March 10, 2007 in Business

Market report : Jobs report sustains market

Associated Press The Spokesman-Review
 

Currency rates

U.S.Foreign
Britain1.9316.5177
Canada.85301.1723
Euro1.3115.7625
Japan.008464118.15
Mexico.08976711.1400

Wall Street closed out the week with a mixed performance Friday, showing more stability after its recent plunge but also revealing lingering signs of nervousness despite an upbeat report on employment.

The positive jobs data gave stocks a boost, but the gains were eroded by a jump in wholesale inventories and more evidence of subprime mortgage problems. Lending worries were a big factor in the market’s drop.

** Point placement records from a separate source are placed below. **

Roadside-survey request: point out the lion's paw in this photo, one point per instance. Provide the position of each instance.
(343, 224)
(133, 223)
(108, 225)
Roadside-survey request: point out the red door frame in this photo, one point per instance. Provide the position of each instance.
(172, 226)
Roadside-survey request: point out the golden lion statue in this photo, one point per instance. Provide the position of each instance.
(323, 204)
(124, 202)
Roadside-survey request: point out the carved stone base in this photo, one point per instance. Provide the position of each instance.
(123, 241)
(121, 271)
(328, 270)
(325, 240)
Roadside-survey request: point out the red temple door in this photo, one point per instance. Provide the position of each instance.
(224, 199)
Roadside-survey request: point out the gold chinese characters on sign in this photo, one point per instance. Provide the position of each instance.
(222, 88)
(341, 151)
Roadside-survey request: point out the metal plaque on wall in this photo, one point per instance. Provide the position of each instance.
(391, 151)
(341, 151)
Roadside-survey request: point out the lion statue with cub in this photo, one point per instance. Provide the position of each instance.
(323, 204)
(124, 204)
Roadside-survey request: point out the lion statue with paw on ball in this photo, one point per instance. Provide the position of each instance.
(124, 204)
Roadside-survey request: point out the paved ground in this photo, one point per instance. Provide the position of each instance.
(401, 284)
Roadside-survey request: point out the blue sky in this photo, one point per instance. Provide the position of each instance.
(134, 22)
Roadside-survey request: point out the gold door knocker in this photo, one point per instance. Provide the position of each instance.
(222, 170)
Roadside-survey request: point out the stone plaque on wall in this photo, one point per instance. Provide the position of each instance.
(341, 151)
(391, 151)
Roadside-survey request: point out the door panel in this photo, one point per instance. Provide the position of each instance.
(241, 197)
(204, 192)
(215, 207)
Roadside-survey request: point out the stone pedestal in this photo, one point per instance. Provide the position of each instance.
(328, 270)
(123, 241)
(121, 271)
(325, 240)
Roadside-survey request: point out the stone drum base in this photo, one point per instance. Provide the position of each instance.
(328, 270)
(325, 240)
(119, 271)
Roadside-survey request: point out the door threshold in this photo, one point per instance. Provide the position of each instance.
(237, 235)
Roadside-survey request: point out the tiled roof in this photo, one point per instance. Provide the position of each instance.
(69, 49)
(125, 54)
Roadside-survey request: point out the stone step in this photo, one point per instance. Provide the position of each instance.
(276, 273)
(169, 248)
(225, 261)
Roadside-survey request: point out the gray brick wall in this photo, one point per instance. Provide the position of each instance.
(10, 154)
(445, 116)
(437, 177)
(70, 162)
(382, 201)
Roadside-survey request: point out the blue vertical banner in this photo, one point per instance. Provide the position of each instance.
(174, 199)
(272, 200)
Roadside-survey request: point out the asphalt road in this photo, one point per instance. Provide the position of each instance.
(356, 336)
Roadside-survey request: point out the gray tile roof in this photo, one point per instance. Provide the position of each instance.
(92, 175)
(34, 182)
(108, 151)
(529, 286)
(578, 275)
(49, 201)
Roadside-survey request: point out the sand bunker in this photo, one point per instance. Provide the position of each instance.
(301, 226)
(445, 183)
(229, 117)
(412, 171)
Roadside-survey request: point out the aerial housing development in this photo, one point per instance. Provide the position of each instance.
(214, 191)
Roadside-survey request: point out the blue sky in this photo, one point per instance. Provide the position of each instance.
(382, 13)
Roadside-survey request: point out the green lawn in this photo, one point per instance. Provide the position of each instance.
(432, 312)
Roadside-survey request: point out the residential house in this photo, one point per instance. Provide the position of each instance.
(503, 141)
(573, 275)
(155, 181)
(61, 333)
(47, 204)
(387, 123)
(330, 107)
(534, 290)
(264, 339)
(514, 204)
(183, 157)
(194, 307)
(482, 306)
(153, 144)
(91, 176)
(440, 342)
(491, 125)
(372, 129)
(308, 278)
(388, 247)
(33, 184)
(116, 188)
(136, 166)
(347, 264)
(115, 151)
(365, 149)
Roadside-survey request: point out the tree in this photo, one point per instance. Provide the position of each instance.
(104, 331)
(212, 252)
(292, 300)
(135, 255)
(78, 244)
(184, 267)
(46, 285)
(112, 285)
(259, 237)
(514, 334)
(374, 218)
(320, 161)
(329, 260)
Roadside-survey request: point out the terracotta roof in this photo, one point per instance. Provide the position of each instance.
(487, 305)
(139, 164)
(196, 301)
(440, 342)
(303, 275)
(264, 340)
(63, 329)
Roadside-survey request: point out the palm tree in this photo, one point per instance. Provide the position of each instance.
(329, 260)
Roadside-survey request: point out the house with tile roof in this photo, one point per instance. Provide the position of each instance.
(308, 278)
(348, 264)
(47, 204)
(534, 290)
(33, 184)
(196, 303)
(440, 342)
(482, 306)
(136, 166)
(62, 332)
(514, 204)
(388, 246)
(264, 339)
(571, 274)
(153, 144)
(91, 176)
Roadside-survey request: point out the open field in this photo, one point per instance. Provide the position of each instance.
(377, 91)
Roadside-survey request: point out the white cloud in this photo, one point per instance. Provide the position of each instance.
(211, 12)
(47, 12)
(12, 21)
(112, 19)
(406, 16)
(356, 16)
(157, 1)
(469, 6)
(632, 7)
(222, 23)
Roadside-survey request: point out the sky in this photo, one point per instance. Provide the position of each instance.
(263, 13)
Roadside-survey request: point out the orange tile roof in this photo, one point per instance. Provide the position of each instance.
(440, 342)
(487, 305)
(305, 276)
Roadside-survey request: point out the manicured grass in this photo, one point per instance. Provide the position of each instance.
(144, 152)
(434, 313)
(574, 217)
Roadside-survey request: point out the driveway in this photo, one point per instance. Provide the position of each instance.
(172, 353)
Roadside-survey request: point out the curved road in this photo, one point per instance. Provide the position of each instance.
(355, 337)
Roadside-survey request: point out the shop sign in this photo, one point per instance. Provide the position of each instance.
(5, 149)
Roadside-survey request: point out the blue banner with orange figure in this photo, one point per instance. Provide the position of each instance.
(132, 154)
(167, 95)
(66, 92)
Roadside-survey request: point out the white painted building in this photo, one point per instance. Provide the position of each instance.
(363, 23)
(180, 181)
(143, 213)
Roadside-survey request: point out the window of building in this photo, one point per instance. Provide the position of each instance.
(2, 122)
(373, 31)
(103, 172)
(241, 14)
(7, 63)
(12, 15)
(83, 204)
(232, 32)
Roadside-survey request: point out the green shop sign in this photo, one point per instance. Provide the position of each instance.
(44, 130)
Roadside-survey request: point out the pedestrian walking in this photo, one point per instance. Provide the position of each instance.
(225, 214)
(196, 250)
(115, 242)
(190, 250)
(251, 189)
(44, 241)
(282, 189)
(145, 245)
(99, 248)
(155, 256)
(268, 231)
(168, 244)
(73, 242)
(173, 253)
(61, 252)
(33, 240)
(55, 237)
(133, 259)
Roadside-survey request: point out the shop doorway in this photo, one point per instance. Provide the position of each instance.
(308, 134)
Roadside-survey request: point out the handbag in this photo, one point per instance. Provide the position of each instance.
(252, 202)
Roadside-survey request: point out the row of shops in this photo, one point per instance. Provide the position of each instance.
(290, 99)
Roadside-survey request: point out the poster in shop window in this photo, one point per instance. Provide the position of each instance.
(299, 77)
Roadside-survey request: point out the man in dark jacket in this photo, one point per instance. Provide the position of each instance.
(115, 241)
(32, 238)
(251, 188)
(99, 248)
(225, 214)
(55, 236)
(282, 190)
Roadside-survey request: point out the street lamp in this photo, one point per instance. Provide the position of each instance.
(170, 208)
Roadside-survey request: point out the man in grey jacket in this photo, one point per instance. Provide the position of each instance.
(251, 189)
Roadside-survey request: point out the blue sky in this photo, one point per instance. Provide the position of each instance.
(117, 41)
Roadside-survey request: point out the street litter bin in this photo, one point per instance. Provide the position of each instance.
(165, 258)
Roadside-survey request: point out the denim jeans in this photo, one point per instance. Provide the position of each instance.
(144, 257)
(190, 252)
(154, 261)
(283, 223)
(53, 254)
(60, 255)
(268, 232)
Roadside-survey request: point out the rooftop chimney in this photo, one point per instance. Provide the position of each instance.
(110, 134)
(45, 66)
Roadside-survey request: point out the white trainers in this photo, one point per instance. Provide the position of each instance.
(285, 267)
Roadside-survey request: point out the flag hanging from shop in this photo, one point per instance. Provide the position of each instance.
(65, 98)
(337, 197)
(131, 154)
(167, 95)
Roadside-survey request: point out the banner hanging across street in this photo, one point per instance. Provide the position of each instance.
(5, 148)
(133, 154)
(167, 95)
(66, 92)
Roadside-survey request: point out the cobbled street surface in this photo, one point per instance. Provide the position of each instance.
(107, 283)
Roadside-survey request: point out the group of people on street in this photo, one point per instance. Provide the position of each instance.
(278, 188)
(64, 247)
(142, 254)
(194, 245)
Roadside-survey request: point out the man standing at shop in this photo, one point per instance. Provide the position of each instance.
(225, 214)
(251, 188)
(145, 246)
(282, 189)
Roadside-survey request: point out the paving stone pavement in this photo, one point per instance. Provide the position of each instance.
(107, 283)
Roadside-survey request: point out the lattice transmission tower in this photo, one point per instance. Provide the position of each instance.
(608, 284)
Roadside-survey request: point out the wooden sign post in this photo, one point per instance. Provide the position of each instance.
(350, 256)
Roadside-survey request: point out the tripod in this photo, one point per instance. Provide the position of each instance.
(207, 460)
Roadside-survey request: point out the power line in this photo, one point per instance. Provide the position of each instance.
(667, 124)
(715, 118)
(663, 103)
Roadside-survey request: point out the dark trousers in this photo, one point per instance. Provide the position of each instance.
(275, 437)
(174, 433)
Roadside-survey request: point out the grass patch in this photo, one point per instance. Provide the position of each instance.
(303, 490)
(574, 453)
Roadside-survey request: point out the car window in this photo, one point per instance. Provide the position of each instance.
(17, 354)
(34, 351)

The Labor Department said that in February, the unemployment rate fell to 4.5 percent from 4.6 percent, U.S. employers added 97,000 nonfarm workers, and wages rose. But the Commerce Department’s report of a 0.7 percent increase in wholesale inventories in January pointed to a drop in demand and possible economic weakness.

Investors were also uninspired by speeches by Federal Reserve officials in the afternoon. Susan Bies, an outgoing member of the Fed’s rate-setting Open Market Committee, said the economy is strong and job creation is “incredible,” but that the troubles with the subprime lending market could escalate. Meanwhile, the Fed’s main hawk, Richmond Fed President Jeffrey Lacker, said that inflation expectations aren’t anchored enough.

Strength in the job market did help calm investors who feared that the economy might slow too abruptly, but it didn’t erase the skittishness in the market, which last week had its worst week in four years.

“Generally, most people are still concerned that this downdraft is not over,” said Doug Johnston, head of U.S. trading at Canaccord Adams in Boston. He said that while most economic data and corporate earnings have shown decent growth, investors are still spooked after last week’s dive. “The marketplace itself is an emotional animal.”

The Dow Jones industrial average rose 15.62, or 0.13 percent, to 12,276.32, after trading in both positive and negative territory over the course of the day.

Broader stock indicators were mixed. The Standard & Poor’s 500 index rose 0.96, or 0.07 percent, to 1,402.85, while the technology-dominated Nasdaq composite index fell 0.18, or 0.01 percent, to 2,387.55.

Advancing issues held a 3 to 2 advantage over decliners on the New York Stock Exchange.

Treasury bond prices fell sharply, as the jobs report made it more unlikely the Federal Reserve would lower rates. Though the report was slightly weaker than expected, bond investors had been positioned for an even softer number. The yield on the benchmark 10-year Treasury note shot up to 4.59 percent from 4.51 percent late Thursday.

Also supporting stocks Friday was a Commerce Department report that said the trade deficit narrowed slightly in January as U.S. exports rose to an all-time high while imports dropped. This sent a good signal that the nation’s trade imbalances may finally start to improve this year.

Consolidated volume on the NYSE came to 2.59 billion shares, down from 2.96 billion Thursday.

The Russell 2000 index of smaller companies was up 3.98, or 0.51 percent, at 785.12.

Oil prices dropped as traders took profits ahead of the weekend. Light, sweet crude fell $1.59 to $60.05 a barrel on the New York Mercantile Exchange.

Gold prices slipped, while the dollar rose against the euro and the yen.

Overseas, Japan’s Nikkei stock average closed up 0.43 percent and China’s Shanghai Composite Index gained 0.3 percent. Britain’s FTSE 100 was up 0.28 percent, Germany’s DAX index rose 0.05 percent, and France’s CAC-40 climbed 0.25 percent.